Bell, acquired on July 10 from Chicago in exchange for D Tom Preissing and C Josh Hennessy, had filed for arbitration while with the Blackhawks but signed a three-year deal with San Jose on July 25. Getting term in the deal was key for Wilson.
“It was very important to us and it was very important to him,” the Sharks GM said. “We have very high expectations for Mark to come in and play with the players we have in this environment. It’s a great sign by Mark to be willing to come in and commit to San Jose and give up unrestricted years.”
Bell finished second on the Blackhawks in scoring last season, setting new career highs with 48 points (25 goals, 23 assists) and added 107 penalty minutes while playing in all 82 games for the third consecutive season. It was the second consecutive 20-plus goal campaign for the power forward in four full NHL seasons, each of which he recorded over 100 penalty minutes. In addition, he led the team in power play goals (11) and shots (225) in 2005-06.

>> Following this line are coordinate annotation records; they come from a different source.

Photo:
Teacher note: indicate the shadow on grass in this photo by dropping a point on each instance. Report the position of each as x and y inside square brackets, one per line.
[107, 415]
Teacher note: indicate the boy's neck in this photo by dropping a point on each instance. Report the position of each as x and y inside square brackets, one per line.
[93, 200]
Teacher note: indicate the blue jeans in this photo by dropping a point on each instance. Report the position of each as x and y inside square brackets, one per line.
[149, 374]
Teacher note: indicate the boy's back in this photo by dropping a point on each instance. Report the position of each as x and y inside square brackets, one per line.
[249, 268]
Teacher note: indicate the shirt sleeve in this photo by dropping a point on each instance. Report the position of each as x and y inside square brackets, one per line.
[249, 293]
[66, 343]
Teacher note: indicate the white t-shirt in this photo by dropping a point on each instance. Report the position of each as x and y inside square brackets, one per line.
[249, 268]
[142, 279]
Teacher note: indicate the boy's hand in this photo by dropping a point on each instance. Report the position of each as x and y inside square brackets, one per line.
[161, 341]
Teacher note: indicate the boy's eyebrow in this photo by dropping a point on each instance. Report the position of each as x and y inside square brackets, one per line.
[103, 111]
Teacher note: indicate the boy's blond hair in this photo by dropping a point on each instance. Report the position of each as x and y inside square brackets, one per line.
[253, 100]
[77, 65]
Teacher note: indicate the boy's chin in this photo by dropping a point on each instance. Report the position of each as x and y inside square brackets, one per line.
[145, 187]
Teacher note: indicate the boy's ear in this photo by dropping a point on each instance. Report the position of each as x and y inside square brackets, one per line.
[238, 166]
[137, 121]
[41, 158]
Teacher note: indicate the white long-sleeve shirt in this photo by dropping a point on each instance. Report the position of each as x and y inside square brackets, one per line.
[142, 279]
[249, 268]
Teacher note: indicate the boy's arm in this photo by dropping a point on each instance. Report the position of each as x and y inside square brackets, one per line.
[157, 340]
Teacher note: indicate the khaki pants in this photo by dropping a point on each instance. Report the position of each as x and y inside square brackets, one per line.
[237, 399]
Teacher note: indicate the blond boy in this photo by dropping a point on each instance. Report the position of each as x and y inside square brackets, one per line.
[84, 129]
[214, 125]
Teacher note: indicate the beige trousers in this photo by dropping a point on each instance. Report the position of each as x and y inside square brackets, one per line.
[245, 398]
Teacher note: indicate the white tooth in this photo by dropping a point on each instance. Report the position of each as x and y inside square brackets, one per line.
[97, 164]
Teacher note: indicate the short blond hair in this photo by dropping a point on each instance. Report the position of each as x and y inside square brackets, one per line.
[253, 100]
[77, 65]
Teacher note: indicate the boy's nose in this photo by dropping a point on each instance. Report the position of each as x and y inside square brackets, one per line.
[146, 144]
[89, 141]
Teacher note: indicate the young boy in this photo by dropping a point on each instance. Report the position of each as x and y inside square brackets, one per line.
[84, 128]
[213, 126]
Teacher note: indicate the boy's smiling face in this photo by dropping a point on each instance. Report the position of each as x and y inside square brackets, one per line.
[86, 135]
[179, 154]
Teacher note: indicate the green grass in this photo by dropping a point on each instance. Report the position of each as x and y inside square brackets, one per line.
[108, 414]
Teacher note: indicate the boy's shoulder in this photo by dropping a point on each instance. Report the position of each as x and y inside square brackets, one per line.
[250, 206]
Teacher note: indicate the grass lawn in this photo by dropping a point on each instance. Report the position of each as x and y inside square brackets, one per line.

“We feel Mark Bell has his best hockey ahead of him and that he is ready to break through to the next level,” said Wilson.
Bell, 25, was second on Chicago with 10 multiple-point games and posted an eight-game scoring streak from Nov. 13 – Dec. 2, registering 14 points (nine goals, five assists). He played his 300th career game on Jan. 11 vs. Philadelphia.
The six-foot-four, 210-pound native of St. Paul’s, Ontario is primarily a left wing/center, but can play all three forward positions. In 339 NHL games, all with Chicago, Bell has posted 151 points (72 goals, 79 assists) and 454 penalty minutes. He was originally drafted by Chicago in the first round (8th overall) of the 1998 NHL Entry Draft.
The Sharks also acquired a second round pick in the 2007 NHL Entry Draft from the Pittsburgh Penguins on July 20 in exchange for left wing Nils Ekman and goaltending prospect Patrick Ehelechner.
"The decision to trade “Ek” was made because of the additions we've made to our team," Wilson said, also acknowledging the great strides made by Milan Michalek and Steve Bernier this past season.
Wilson also tended to his reserve list of current players, inking new deals with Group II restricted free agents Scott Parker, Rob Davison, Marcel Goc, Christian Ehrhoff, Mark Smith, Grant Stevenson, Jim Fahey, Doug Murray, Dimitri Patzold, Tomas Plihal, Garrett Stafford and Craig Valette. Wisconsin forward and leading scorer Joe Pavelski
joined the organization as has 2005 fifth round selection goaltender Taylor Dakers, signing their first professional contracts.
To further bolster the organization’s depth, the Sharks added forwards Mathieu Darche and Graham Mink, along with defensemen Scott Ferguson and Patrick Traverse.